CLIMATE, FUEL, AND FIRE IN THE GREAT BASIN: MID- TO LATE-HOLOCENE PERSPECTIVES FROM BLUE LAKE, NV


MARK, Samuel, SHAFFER, Owen and ABBOTT, Mark B., Department of Geology and Environmental Science, University of Pittsburgh, 4107 O'Hara St., Pittsburgh, PA 15260

The semi-arid Great Basin of the American West is highly sensitive to future environmental change; even small shifts in temperature and precipitation patterns may have outsized effects on ecological and agricultural systems alike. Long, continuous sedimentary reconstructions of environmental change from the Great Basin are relatively rare, as few permanent lakes exist in the region. Here, we present high-resolution elemental composition and charcoal data from Blue Lake, in the Pine Forest Range of northern Nevada to improve our understanding the coevolution of climate and fire ecology over the past 7000 years.

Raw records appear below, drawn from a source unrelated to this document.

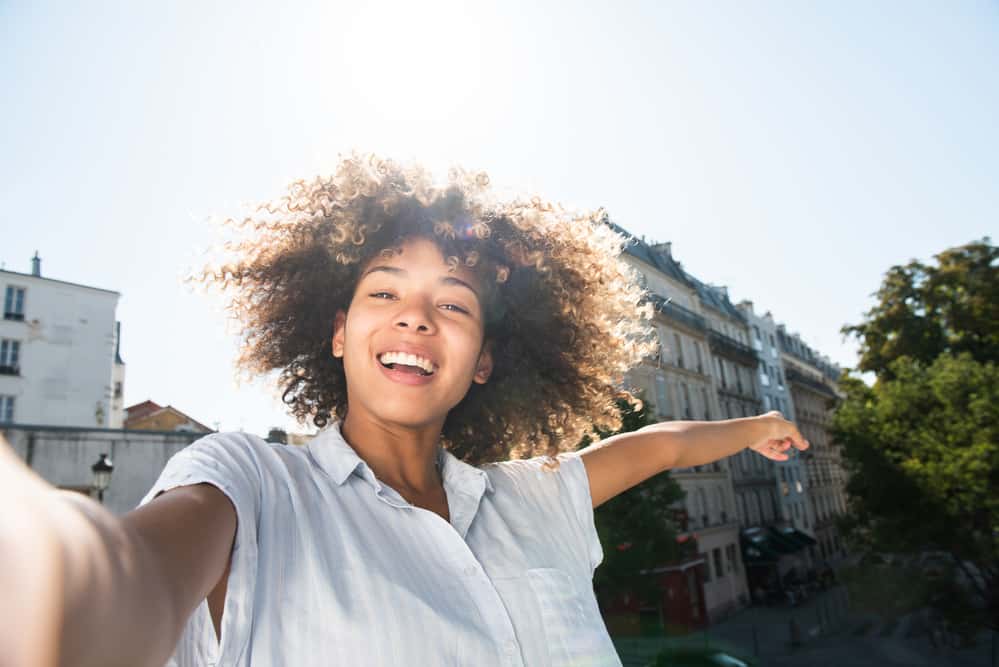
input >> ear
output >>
[332,310,347,359]
[472,341,493,384]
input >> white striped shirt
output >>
[142,424,621,667]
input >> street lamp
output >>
[90,454,114,503]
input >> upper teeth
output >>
[378,352,434,373]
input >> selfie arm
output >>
[580,412,808,508]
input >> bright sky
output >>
[0,0,999,434]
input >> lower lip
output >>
[375,359,436,386]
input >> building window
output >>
[0,338,21,375]
[656,373,669,416]
[3,285,24,321]
[0,396,14,424]
[697,489,711,527]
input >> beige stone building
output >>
[777,325,846,561]
[618,229,748,621]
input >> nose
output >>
[395,298,436,333]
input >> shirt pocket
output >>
[527,568,621,667]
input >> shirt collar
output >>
[306,422,493,492]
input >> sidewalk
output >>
[615,588,993,667]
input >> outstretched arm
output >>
[580,412,808,508]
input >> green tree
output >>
[842,237,999,379]
[581,400,684,604]
[832,238,999,632]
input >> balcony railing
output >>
[649,294,708,331]
[708,331,760,368]
[784,367,839,399]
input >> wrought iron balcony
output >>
[784,366,839,399]
[648,294,708,331]
[708,330,760,368]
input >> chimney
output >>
[652,241,673,259]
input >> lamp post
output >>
[90,454,114,503]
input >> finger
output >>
[789,424,810,450]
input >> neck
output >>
[340,410,444,496]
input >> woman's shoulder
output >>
[480,452,582,496]
[168,431,316,480]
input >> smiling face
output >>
[333,238,492,429]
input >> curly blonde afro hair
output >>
[196,154,651,465]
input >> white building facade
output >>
[0,255,125,428]
[618,229,748,622]
[738,301,815,534]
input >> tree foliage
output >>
[832,239,999,627]
[842,237,999,379]
[581,401,684,603]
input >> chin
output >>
[371,401,447,427]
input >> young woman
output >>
[0,156,808,667]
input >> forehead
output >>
[360,237,480,286]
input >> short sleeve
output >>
[139,433,268,667]
[493,452,604,577]
[556,452,604,574]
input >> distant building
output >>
[614,226,749,623]
[0,424,201,514]
[125,401,213,433]
[0,253,125,428]
[777,325,846,559]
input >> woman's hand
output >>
[749,410,809,461]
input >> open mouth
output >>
[378,352,437,377]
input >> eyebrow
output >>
[358,266,479,298]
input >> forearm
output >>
[50,492,182,667]
[640,417,768,470]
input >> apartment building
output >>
[777,324,846,560]
[617,228,748,620]
[0,253,125,428]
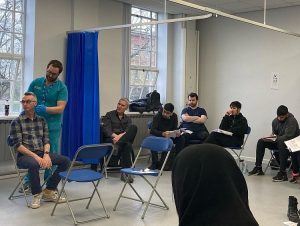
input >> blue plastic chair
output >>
[113,136,173,219]
[226,126,251,173]
[51,143,113,225]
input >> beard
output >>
[46,74,58,83]
[189,103,197,108]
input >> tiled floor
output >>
[0,161,300,226]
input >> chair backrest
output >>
[74,143,113,163]
[6,136,13,147]
[141,136,173,152]
[241,126,251,149]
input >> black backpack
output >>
[129,90,162,114]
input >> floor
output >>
[0,161,300,226]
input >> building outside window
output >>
[0,0,25,115]
[129,7,158,101]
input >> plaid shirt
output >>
[10,112,49,152]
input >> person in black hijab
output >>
[172,144,258,226]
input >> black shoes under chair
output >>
[248,166,265,176]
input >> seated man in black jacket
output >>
[150,103,184,170]
[205,101,248,147]
[103,98,137,183]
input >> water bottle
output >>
[4,99,9,116]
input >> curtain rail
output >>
[169,0,300,37]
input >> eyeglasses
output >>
[20,100,36,104]
[47,71,59,77]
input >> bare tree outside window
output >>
[0,0,25,114]
[129,7,158,100]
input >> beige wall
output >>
[199,7,300,160]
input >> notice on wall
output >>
[271,73,279,89]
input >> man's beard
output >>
[46,74,57,82]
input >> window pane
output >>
[0,9,12,31]
[0,32,11,53]
[0,81,10,100]
[129,87,142,101]
[145,71,157,86]
[0,0,25,114]
[15,13,24,33]
[15,0,24,12]
[141,10,151,18]
[141,86,154,98]
[0,0,13,10]
[129,8,158,100]
[140,51,150,66]
[14,35,23,54]
[129,70,145,85]
[9,98,21,111]
[131,7,140,15]
[0,59,21,80]
[12,81,22,100]
[151,52,157,67]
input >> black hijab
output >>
[172,144,258,226]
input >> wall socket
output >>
[271,73,279,89]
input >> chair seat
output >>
[59,169,103,182]
[121,168,159,177]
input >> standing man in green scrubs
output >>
[24,60,68,192]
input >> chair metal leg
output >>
[93,180,109,218]
[113,182,127,211]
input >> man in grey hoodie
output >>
[249,105,299,182]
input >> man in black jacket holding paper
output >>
[150,103,185,170]
[204,101,248,147]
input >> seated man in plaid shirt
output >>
[10,92,70,209]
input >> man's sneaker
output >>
[121,173,133,184]
[289,172,300,184]
[19,183,31,194]
[273,171,288,182]
[43,188,66,203]
[248,166,265,176]
[31,192,42,209]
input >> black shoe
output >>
[149,163,157,170]
[121,173,134,184]
[287,196,299,223]
[248,166,265,176]
[273,171,288,182]
[19,183,31,194]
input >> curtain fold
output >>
[61,32,100,159]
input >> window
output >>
[0,0,25,115]
[129,7,158,100]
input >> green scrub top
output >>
[28,77,68,131]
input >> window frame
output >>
[128,6,159,101]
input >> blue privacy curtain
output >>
[61,32,100,159]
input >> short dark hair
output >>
[47,60,64,74]
[164,103,174,112]
[230,101,242,109]
[277,105,289,116]
[188,92,198,100]
[24,92,37,100]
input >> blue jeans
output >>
[17,152,70,195]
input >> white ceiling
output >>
[118,0,300,15]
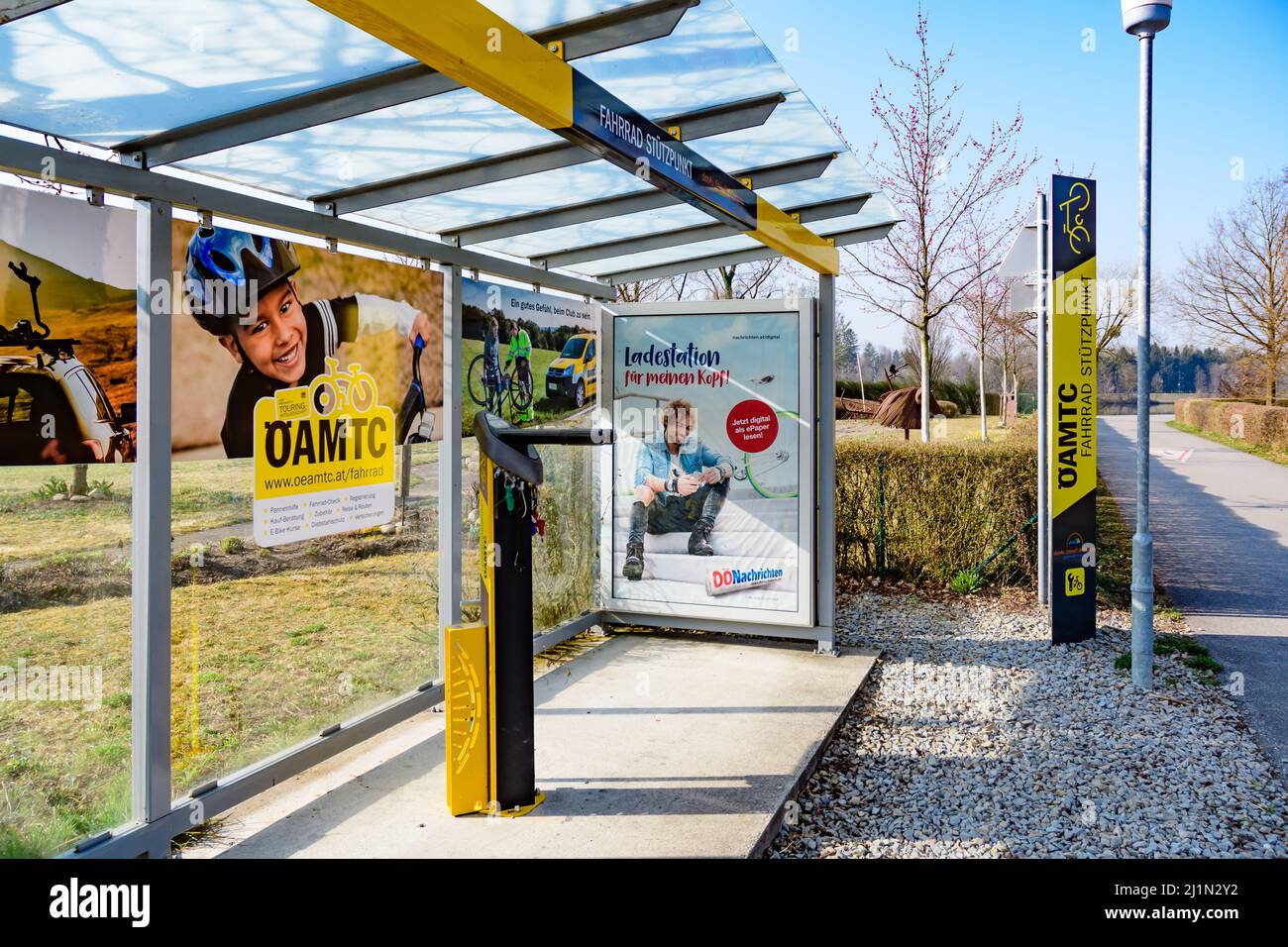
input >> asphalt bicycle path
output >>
[1099,415,1288,783]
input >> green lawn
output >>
[1167,421,1288,467]
[461,339,590,436]
[0,460,254,565]
[0,550,438,857]
[836,415,1013,441]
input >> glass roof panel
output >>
[0,0,630,146]
[0,0,896,273]
[571,202,892,277]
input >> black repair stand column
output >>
[490,473,537,811]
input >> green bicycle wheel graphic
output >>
[734,411,802,500]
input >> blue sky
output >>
[735,0,1288,343]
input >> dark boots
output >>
[690,517,716,556]
[622,500,648,582]
[690,489,729,556]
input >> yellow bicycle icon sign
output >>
[1059,180,1091,257]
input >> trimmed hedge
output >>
[836,423,1037,585]
[1176,398,1288,451]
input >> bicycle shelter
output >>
[0,0,898,857]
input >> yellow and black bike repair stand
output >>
[445,411,612,815]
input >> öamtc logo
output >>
[49,878,152,927]
[707,566,783,595]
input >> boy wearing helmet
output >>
[184,227,430,458]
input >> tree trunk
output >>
[919,312,930,445]
[71,464,89,496]
[979,340,988,441]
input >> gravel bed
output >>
[768,592,1288,858]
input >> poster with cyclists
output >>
[461,279,600,436]
[610,304,812,622]
[0,185,136,466]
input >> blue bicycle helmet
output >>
[184,227,300,335]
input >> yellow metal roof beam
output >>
[312,0,840,273]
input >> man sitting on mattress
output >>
[622,398,733,581]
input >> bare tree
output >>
[949,214,1006,441]
[695,257,783,299]
[989,307,1037,428]
[615,257,790,303]
[903,322,953,384]
[614,273,690,303]
[844,8,1037,441]
[1096,262,1138,361]
[1176,174,1288,404]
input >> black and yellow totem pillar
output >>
[1047,175,1096,644]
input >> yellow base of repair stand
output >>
[497,791,546,818]
[443,624,546,818]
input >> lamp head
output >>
[1122,0,1172,36]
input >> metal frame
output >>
[0,0,68,25]
[599,299,831,640]
[440,264,467,669]
[529,191,872,268]
[130,201,172,854]
[600,223,894,286]
[114,0,697,167]
[0,136,613,299]
[312,93,787,216]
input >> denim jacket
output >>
[635,438,733,502]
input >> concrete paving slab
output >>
[184,633,876,858]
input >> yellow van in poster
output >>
[546,333,599,407]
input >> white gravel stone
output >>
[769,592,1288,858]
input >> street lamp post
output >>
[1122,0,1172,690]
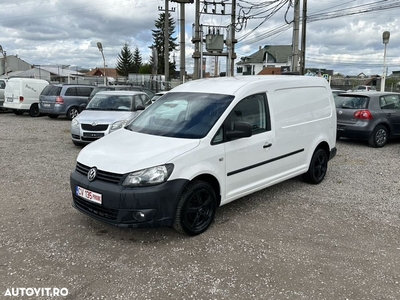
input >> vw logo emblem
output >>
[87,168,97,181]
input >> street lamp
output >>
[0,45,8,79]
[381,31,390,92]
[97,42,107,85]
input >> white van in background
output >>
[4,78,49,117]
[70,75,336,235]
[0,79,6,110]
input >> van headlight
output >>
[110,120,128,133]
[71,118,79,127]
[122,164,174,187]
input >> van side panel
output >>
[271,86,333,128]
[4,78,48,111]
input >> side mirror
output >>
[79,103,87,112]
[225,122,252,140]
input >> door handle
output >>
[263,142,272,149]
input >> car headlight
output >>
[71,118,79,127]
[110,120,128,133]
[122,164,174,187]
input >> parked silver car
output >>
[335,92,400,147]
[71,91,151,146]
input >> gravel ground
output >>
[0,113,400,300]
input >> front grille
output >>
[76,163,123,184]
[73,194,118,220]
[81,124,108,131]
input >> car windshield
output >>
[86,94,133,111]
[335,95,369,109]
[126,92,234,139]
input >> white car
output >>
[71,91,151,146]
[70,75,336,235]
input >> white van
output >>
[70,76,336,235]
[4,78,49,117]
[0,79,6,110]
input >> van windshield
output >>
[125,92,234,139]
[41,85,61,96]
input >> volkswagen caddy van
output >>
[3,78,49,117]
[70,76,336,235]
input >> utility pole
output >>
[300,0,307,75]
[227,0,237,76]
[179,3,186,83]
[292,0,300,72]
[164,0,169,91]
[192,0,201,79]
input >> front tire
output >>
[29,103,40,117]
[173,180,217,236]
[303,148,328,184]
[368,125,389,148]
[67,107,79,120]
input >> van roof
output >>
[173,75,329,95]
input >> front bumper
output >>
[70,171,187,228]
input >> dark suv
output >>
[39,84,95,120]
[335,92,400,147]
[89,85,155,101]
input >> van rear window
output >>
[41,85,61,96]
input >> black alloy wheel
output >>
[67,107,79,120]
[368,125,389,148]
[29,103,40,117]
[303,148,328,184]
[174,180,217,236]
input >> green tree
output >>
[116,43,134,77]
[133,47,142,73]
[139,63,152,74]
[150,13,178,76]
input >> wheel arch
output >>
[191,174,221,207]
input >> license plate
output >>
[83,132,104,138]
[75,185,102,204]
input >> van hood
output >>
[76,110,142,124]
[77,129,200,174]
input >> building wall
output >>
[0,55,31,75]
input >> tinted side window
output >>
[379,95,400,109]
[133,95,144,109]
[211,94,271,145]
[77,86,93,97]
[227,94,270,134]
[65,87,77,96]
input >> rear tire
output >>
[67,107,79,120]
[13,110,24,116]
[29,103,40,117]
[173,180,217,236]
[303,148,328,184]
[72,141,85,147]
[368,125,389,148]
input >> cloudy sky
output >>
[0,0,400,75]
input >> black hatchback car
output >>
[335,91,400,147]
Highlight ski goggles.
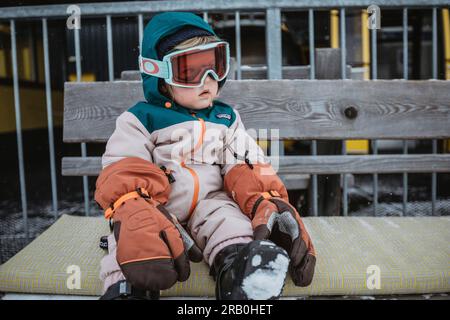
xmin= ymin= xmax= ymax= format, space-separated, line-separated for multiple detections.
xmin=139 ymin=41 xmax=230 ymax=88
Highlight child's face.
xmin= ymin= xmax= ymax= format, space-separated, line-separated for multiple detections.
xmin=171 ymin=76 xmax=218 ymax=110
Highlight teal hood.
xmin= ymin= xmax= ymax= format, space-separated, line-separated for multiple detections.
xmin=141 ymin=12 xmax=216 ymax=106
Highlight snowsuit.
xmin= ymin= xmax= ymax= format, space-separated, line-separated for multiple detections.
xmin=95 ymin=13 xmax=313 ymax=290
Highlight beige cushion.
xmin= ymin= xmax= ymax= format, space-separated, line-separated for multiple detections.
xmin=0 ymin=215 xmax=450 ymax=297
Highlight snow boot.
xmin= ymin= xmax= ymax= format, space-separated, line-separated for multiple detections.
xmin=99 ymin=280 xmax=159 ymax=300
xmin=211 ymin=240 xmax=289 ymax=300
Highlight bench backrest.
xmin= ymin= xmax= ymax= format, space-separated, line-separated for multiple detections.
xmin=62 ymin=80 xmax=450 ymax=175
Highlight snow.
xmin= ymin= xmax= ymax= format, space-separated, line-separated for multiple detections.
xmin=242 ymin=254 xmax=289 ymax=300
xmin=252 ymin=254 xmax=261 ymax=267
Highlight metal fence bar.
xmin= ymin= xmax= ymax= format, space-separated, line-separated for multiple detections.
xmin=266 ymin=8 xmax=282 ymax=79
xmin=42 ymin=18 xmax=58 ymax=220
xmin=401 ymin=8 xmax=408 ymax=216
xmin=403 ymin=8 xmax=408 ymax=80
xmin=342 ymin=140 xmax=348 ymax=216
xmin=311 ymin=140 xmax=319 ymax=217
xmin=0 ymin=0 xmax=448 ymax=19
xmin=106 ymin=15 xmax=114 ymax=81
xmin=308 ymin=9 xmax=316 ymax=80
xmin=308 ymin=9 xmax=319 ymax=217
xmin=339 ymin=8 xmax=348 ymax=216
xmin=339 ymin=8 xmax=347 ymax=79
xmin=10 ymin=20 xmax=29 ymax=241
xmin=73 ymin=28 xmax=89 ymax=216
xmin=138 ymin=14 xmax=144 ymax=54
xmin=372 ymin=140 xmax=378 ymax=216
xmin=371 ymin=20 xmax=378 ymax=216
xmin=431 ymin=8 xmax=438 ymax=216
xmin=234 ymin=11 xmax=242 ymax=80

XRF and sedimentology data suggests the lake became deeper since the middle Holocene, consistent with other proxy reconstructions from the Great Basin derived from tree-rings, cave deposits, and pollen spectra. Significant correlations between the XRF record and a bristlecone pine-derived temperature reconstruction suggest warming climate was a major control on water balance. Charcoal reconstructions indicate fires became more commonplace as climate became wetter, indicating fuel availability was a primary control on biomass burning in this semi-arid region. Charcoal morphologies show that woody biomass burning (from tree species, rather than grasses and herbs) was extremely limited prior to 5000 years BP, only becoming a prominent feature of the record after regional water balance became sufficient to sustain widespread tree cover. These results suggest future warming will have a negative impact on precipitation-evaporation balance. While this will make fire activity more probable and more intense in the near-term, long-term ecological impacts of anthropogenic climate change may induce a shift towards a higher-frequency, lower-severity fire regime.